Les privatisations

Symboles de l'expansion actuelle du libéralisme, les entreprises dénationalisées ont été bien accueillies par les investisseurs. Malgré la crise de la Bourse, leurs performances justifieront-elles la privatisation ?

Le vent de libéralisme qui souffle depuis plusieurs années déjà sur le monde occidental est peut-être l'annonce, sinon du déclin de l'interventionnisme étatique, du moins du recul de l'emprise de l'État sur l'économie française. Le gouvernement socialiste avait déjà, en matière financière, cédé à la contagion des déréglementations. La victoire de la droite aux élections de mars 1986 ne pouvait qu'amplifier cette évolution. À la mi-1986, la France s'est dotée d'un programme de privatisation de firmes nationalisées. Dans le même temps, on assiste au transfert de la production de services publics à des opérateurs privés.

Au début de 1986, la France possédait, en termes relatifs, le secteur public le plus important des grands pays industrialisés. Il représentait environ 21 p. 100 du chiffre d'affaires de l'ensemble des entreprises, 23 p. 100 de leurs effectifs, 30 p. 100 des exportations et 53 p. 100 des actifs immobilisés. Le poids du secteur public était très variable selon les secteurs. Il était plus particulièrement lourd dans l'énergie (94 p. 100), les télécommunications (83 p. 100), les transports (46 p. 100) et les services financiers (44 p. 100). C'est dans ce contexte qu'a pris place le processus de dénationalisation.

Les lois de dénationalisation

Deux lois, l'une du 2 juillet et l'autre du 6 août 1986, constituent les fondements juridiques des dénationalisations. La première contient une liste de 65 entreprises devant être privatisées avant le 1er mars 1991 (fin de la législature). Annexée à la loi, cette liste a été publiée dans le Journal officiel du 3 juillet 1986 ; elle comprend l'ensemble des firmes nationalisées en 1981-82, ainsi que trois grandes banques (les trois vieilles) et les principales compagnies d'assurances nationalisées à la Libération. Il est aussi stipulé que peuvent être dénationalisées : les entreprises dont l'État détient directement plus de la moitié du capital social ; les entreprises qui sont entrées dans le secteur public en application d'une disposition législative. Le champ des privatisations est donc vaste.

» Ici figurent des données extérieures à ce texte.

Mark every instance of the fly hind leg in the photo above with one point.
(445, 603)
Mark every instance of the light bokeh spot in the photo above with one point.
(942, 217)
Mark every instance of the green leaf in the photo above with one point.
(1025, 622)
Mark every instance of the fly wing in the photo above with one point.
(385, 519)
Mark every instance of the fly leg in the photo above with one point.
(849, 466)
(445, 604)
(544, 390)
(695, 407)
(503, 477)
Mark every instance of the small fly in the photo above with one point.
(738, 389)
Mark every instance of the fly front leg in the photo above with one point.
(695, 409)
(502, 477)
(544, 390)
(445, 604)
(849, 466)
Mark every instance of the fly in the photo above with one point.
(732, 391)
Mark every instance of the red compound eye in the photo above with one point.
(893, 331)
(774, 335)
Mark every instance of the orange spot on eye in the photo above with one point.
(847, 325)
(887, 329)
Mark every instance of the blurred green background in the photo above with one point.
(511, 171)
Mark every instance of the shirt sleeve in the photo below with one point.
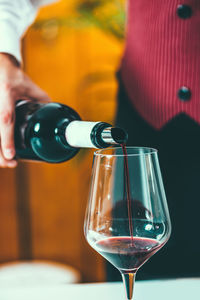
(15, 17)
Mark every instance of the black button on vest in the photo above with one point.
(184, 11)
(184, 93)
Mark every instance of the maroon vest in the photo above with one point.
(161, 64)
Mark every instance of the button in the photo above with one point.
(184, 93)
(184, 11)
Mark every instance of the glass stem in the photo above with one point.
(128, 280)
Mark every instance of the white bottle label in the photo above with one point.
(78, 134)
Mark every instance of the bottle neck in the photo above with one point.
(78, 134)
(82, 134)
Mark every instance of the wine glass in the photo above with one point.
(127, 219)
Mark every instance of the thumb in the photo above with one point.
(35, 93)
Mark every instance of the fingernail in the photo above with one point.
(9, 153)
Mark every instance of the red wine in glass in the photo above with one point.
(127, 253)
(127, 219)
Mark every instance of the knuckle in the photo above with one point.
(6, 117)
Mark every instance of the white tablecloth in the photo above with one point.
(178, 289)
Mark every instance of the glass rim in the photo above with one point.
(150, 150)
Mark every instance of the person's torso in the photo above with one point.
(161, 64)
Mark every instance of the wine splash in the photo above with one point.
(127, 193)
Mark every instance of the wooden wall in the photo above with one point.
(42, 206)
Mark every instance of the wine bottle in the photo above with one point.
(54, 132)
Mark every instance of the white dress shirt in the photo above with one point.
(15, 17)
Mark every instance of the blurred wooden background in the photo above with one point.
(42, 206)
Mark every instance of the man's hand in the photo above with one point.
(14, 85)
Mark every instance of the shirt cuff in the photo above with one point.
(10, 40)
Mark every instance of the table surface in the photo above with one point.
(176, 289)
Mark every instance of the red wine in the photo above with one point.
(127, 253)
(54, 132)
(127, 193)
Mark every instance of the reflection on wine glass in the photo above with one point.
(127, 218)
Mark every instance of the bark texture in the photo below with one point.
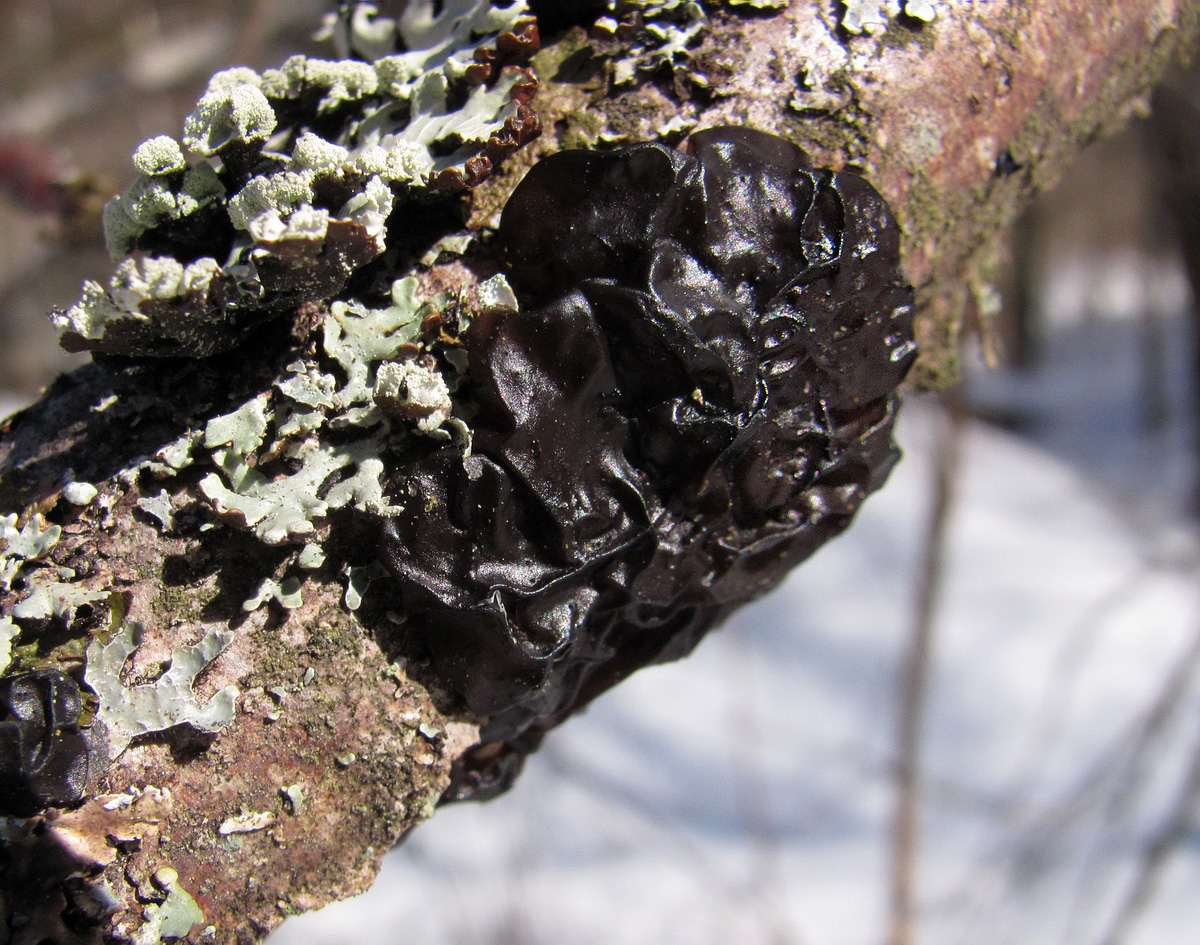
(339, 746)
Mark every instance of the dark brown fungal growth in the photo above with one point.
(43, 757)
(697, 392)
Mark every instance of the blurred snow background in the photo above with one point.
(749, 794)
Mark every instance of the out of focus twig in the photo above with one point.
(915, 676)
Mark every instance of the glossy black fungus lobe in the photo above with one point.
(697, 392)
(43, 757)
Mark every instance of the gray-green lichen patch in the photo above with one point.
(159, 156)
(171, 919)
(875, 16)
(287, 594)
(381, 386)
(660, 35)
(30, 542)
(55, 599)
(127, 711)
(282, 215)
(9, 632)
(160, 507)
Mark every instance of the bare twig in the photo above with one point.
(915, 679)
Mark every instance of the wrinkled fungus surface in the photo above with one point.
(697, 392)
(43, 759)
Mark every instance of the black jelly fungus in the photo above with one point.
(697, 391)
(43, 757)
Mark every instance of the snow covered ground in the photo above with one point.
(745, 795)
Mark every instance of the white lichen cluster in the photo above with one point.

La seconde loi précise les modalités du processus. Il est créé une commission de la privatisation, composée de sept membres, chargée de procéder à l'évaluation des entreprises. Cette évaluation est rendue publique. Les prix effectivement retenus pour la dénationalisation sont arrêtés par le ministre chargé des privatisations. Ils ne peuvent être inférieurs à l'évaluation de la commission. En principe, les cessions sont réalisées suivant les procédures du marché financier. Néanmoins, le ministre dispose du pouvoir de choisir des acquéreurs hors marché (vente de gré à gré). Pour chaque opération, il est interdit de céder plus de 20 p. 100 du capital de l'entreprise à des personnes physiques ou morales étrangères. 10 p. 100 des actions doivent être offertes aux salariés (ou anciens salariés) de l'entreprise, avec un rabais ne pouvant pas excéder 20 p. 100 du prix offert aux autres souscripteurs. Il ne s'agit pas de 10 p. 100 du capital, mais de 10 p. 100 du montant de la cession que l'État effectue.

L'État peut décider qu'aucun souscripteur ne pourra obtenir plus de 5 p. 100 des titres cédés. Il peut aussi transformer pour une durée de 5 ans une action ordinaire en action spécifique. Cette action spécifique (en anglais, Golden Share) existe fréquemment dans les privatisations britanniques. Elle permet au ministre des Finances d'agréer toute participation supérieure à 10 p. 100 détenue par une personne ou un groupe de personnes. Enfin, dans la mesure du possible, les demandes inférieures à dix titres émanant de personnes physiques sont servies intégralement. L'État dispose ainsi d'une liberté considérable : choix des entreprises et de la date des opérations, choix du prix (sous réserve de l'évaluation de la commission), enfin choix des modalités.

Le déroulement des opérations

À la fin de 1987, les opérations de privatisation réalisées ont porté sur 23 sociétés (dont douze sociétés mères). À l'exception de la première cession (11 p. 100 de capital d'Elf Aquitaine en septembre 1986), l'État s'est défait de la quasi-totalité de ses participations dans les entreprises concernées. À deux cas près – la Société générale et TF1 –. les firmes retenues pour ces premières dénationalisations avaient été nationalisées en 1981-82. Les modalités mises en œuvre pour ces cessions ont varié. Les plus fréquemment employées sont l'offre publique de vente et la vente de gré à gré, parfois de manière conjointe. Dans ce dernier cas, les investisseurs retenus pour constituer le « noyau stable » ont accepté de payer une prime variable sur le prix de l'offre publique de vente (OPV) [voir tableau].